Rivolgo ora una parola di affettuoso saluto a voi, giovani. Nell’imminenza della Solennità dell’Assunzione mi è caro esortarvi a contemplare la profonda partecipazione della Madre di Cristo al Mistero del Figlio.

Rivolgete con costanza la vostra preghiera alla Vergine Maria, seguendone l’esempio nell’accogliere pienamente la vocazione alla “familiarità” con Dio ed alla sollecitudine verso ogni uomo.

Mentre auspico che la Madonna ottenga dal Padre per voi il dono dello Spirito, che solo può riempire il vostro cuore, conducendolo a realizzarsi nell’amore e nella verità, prego con insistenza perché Ella diriga i vostri passi sulle vie del bene, vi ispiri propositi di grande generosità e possiate così progredire nell’integrità e nella purezza di fede e di vita.

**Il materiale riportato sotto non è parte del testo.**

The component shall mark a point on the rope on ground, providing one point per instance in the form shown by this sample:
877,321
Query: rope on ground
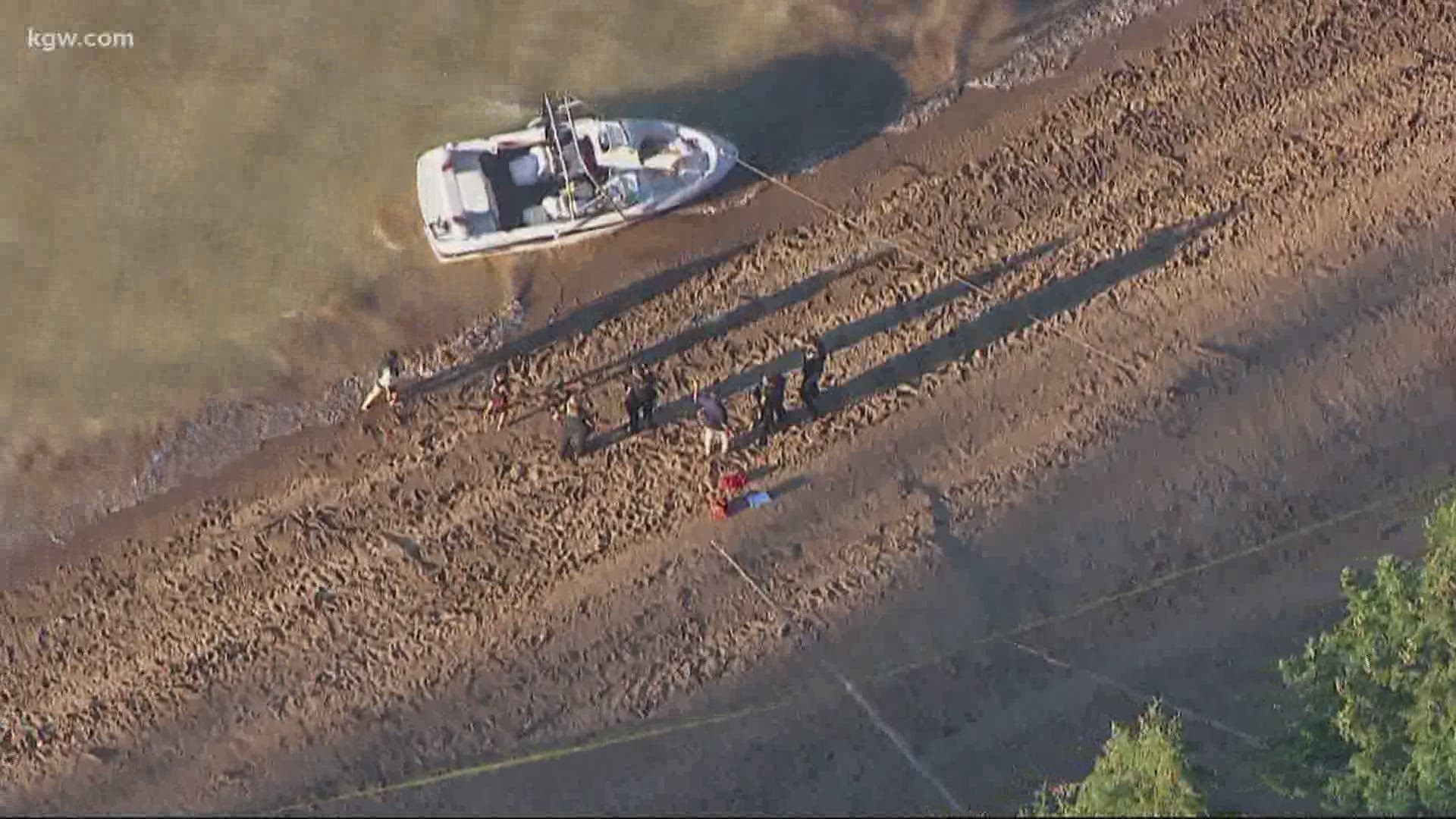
924,260
849,687
530,758
1429,493
1247,738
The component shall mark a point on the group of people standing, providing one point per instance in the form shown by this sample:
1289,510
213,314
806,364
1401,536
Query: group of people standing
767,401
641,400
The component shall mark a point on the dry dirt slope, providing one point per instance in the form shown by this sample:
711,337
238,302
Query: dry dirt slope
1234,184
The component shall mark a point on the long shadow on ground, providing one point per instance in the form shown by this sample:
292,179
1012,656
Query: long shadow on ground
981,333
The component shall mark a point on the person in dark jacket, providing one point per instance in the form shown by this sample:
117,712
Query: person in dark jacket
641,400
810,373
384,378
576,426
767,400
717,428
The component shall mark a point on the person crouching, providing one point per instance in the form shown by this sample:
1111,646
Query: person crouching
384,378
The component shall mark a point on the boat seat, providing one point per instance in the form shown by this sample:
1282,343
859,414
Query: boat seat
530,168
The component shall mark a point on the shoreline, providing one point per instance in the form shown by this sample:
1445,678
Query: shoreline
194,449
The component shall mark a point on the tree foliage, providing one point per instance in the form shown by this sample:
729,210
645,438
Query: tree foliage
1378,692
1139,773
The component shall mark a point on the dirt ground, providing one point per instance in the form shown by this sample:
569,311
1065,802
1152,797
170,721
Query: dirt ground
1191,297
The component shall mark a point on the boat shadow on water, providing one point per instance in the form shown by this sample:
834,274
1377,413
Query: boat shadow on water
786,115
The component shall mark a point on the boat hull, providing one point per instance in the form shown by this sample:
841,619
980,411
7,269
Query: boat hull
440,199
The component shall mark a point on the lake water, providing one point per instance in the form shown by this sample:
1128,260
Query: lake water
175,212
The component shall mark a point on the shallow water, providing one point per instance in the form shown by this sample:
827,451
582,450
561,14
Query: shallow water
201,215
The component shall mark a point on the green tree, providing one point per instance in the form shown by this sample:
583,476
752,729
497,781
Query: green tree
1376,730
1141,773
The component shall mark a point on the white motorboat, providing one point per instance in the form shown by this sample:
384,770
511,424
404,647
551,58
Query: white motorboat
564,177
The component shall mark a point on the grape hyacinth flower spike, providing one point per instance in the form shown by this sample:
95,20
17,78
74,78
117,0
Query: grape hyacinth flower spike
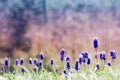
51,63
68,65
88,61
6,62
42,55
30,61
35,60
17,62
95,44
68,58
62,54
21,61
109,63
113,54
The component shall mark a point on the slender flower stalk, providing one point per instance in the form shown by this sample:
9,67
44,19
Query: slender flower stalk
21,61
95,44
42,55
6,62
30,61
51,63
109,63
62,55
113,55
17,62
68,65
35,60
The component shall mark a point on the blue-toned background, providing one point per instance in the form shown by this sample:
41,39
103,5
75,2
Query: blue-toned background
30,26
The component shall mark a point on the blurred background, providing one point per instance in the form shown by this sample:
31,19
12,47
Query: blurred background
28,27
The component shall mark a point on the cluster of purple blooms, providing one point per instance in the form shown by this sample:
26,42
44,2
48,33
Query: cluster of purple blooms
83,58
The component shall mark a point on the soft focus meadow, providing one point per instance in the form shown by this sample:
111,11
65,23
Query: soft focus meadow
59,39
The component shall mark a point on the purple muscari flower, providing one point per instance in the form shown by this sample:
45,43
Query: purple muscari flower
51,62
68,65
6,62
95,42
83,54
16,62
104,56
23,70
95,55
113,54
86,54
83,60
3,68
109,63
76,65
64,71
42,55
88,61
101,55
35,61
68,58
30,61
40,63
35,69
97,65
21,61
80,59
62,54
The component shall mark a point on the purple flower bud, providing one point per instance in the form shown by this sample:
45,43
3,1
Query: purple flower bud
68,58
30,61
68,65
101,55
16,62
23,70
21,61
35,61
76,65
97,65
113,54
95,42
88,61
62,54
42,55
64,71
40,63
51,62
104,55
86,54
35,69
109,63
80,59
6,62
3,68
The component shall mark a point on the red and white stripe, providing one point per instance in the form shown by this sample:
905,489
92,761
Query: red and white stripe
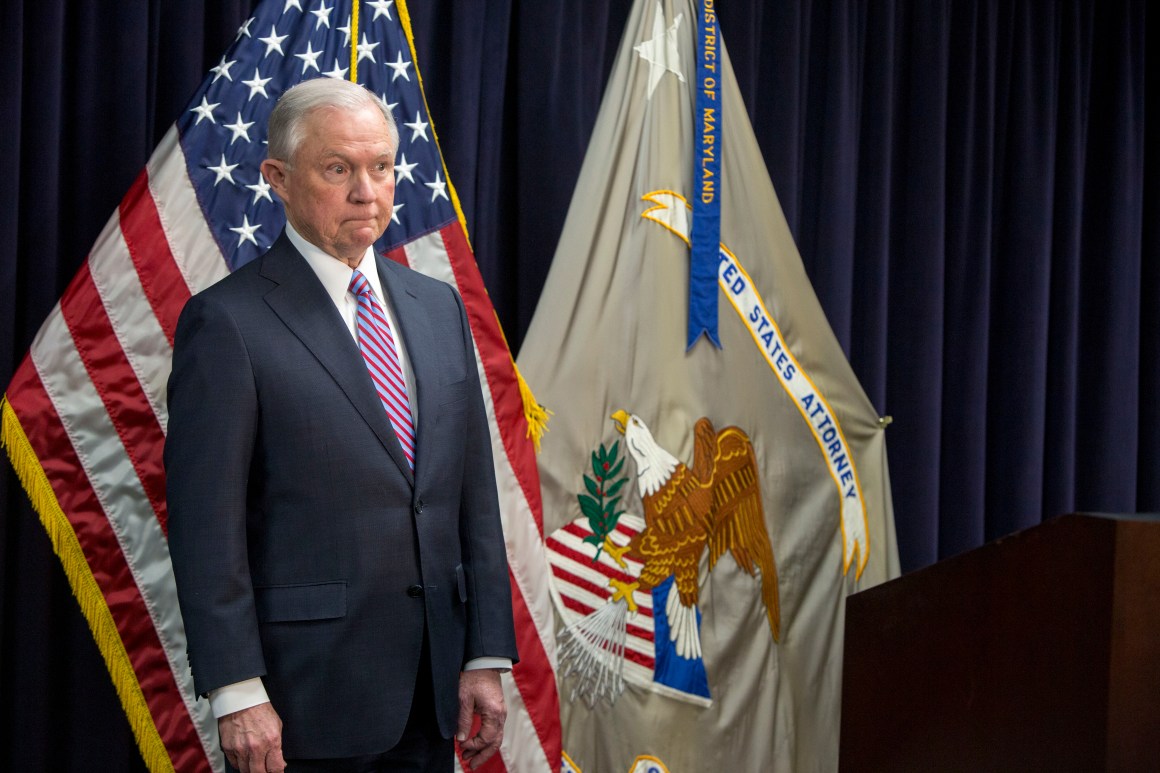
91,398
581,585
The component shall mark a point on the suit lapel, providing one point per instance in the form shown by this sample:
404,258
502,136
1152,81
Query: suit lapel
303,305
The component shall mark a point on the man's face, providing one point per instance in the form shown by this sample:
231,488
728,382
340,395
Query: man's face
339,188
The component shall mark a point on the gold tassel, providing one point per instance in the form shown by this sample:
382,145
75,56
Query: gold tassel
85,589
534,413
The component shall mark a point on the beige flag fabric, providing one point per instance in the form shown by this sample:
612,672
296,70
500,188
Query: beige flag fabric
708,511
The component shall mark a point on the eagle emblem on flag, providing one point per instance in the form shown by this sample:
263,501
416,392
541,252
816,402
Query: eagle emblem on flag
632,607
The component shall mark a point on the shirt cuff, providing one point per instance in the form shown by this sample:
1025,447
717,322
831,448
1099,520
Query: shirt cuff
499,664
238,696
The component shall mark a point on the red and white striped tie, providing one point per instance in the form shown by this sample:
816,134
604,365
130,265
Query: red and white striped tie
377,345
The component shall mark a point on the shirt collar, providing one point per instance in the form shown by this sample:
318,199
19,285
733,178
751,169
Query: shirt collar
333,273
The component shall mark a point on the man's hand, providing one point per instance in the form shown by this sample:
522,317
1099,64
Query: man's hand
480,693
252,739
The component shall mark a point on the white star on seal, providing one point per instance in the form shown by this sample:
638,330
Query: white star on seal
660,50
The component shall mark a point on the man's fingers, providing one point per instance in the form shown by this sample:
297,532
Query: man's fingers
252,739
274,760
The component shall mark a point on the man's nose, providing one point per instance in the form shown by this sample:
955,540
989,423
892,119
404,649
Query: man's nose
362,189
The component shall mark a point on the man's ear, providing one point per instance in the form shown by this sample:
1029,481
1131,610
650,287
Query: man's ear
275,173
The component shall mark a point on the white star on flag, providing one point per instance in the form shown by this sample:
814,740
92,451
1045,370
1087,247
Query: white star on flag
323,15
382,8
256,85
273,42
400,67
338,73
204,110
439,188
224,171
309,58
403,170
223,70
246,231
367,49
261,189
240,129
418,128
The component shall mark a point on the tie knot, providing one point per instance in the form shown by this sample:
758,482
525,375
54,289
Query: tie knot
359,284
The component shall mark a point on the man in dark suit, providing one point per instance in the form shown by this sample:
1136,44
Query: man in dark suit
333,515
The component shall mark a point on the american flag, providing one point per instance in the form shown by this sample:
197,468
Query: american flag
85,416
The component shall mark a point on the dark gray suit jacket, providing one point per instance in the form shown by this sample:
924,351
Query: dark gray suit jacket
304,549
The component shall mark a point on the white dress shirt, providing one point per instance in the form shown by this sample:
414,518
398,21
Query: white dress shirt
335,277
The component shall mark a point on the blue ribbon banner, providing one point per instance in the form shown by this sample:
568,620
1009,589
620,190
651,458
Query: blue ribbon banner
707,209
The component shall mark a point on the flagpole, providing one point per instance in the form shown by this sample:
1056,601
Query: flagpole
354,42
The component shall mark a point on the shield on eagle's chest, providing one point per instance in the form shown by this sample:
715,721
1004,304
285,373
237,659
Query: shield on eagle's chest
582,580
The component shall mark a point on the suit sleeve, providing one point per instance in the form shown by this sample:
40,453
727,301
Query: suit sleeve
491,631
209,447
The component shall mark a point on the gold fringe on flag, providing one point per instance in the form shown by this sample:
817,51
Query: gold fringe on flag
85,587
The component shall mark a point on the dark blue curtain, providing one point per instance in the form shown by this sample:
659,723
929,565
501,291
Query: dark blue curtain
972,186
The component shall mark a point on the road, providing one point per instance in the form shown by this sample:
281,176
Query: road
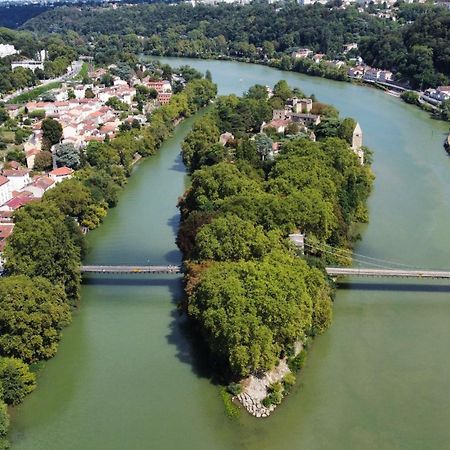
75,69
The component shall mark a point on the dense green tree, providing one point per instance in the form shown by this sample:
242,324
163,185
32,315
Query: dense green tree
67,155
43,161
16,379
4,425
51,132
251,312
42,245
229,238
33,311
72,198
346,128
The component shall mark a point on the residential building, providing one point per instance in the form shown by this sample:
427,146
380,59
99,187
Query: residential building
7,50
28,64
18,178
5,191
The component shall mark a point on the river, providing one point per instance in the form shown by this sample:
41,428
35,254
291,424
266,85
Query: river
129,375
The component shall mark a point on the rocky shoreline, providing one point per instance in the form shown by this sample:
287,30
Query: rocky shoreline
255,389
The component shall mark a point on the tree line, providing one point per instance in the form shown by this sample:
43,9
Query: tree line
250,294
60,54
415,47
44,253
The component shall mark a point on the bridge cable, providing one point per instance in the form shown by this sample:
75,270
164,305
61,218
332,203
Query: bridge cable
380,266
351,253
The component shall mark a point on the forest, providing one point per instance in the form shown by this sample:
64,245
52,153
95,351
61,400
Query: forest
60,55
248,290
41,282
416,47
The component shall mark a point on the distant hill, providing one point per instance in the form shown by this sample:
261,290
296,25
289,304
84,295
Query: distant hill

Vi accompagno con la mia Benedizione Apostolica.

Agli ammalati

Desidero poi ricordare e salutare di verso cuore voi, ammalati, che meritate sempre una particolare, fraterna attenzione, la quale efficacemente vi sostenga nel portare le vostre sofferenze per amore di Cristo.

Carissimi, confidate in Maria. Ella, che accanto alla Croce iniziò ad amarci come figli, ora, accanto al Figlio nella gloria è materna mediatrice di consolazioni e di grazie, che guidano e rischiarano il cammino, donando a voi, e attraverso voi al mondo intero, una sicura speranza ricca di immortalità.

Vi conforti sempre la mia Apostolica Benedizione.

Agli sposi novelli

Il mio saluto va, infine, a voi sposi, che di recente avete celebrato il sacramento nuziale, per edificare una comunità di vita e di amore, il quale tanto più è santo, tanto più è forte.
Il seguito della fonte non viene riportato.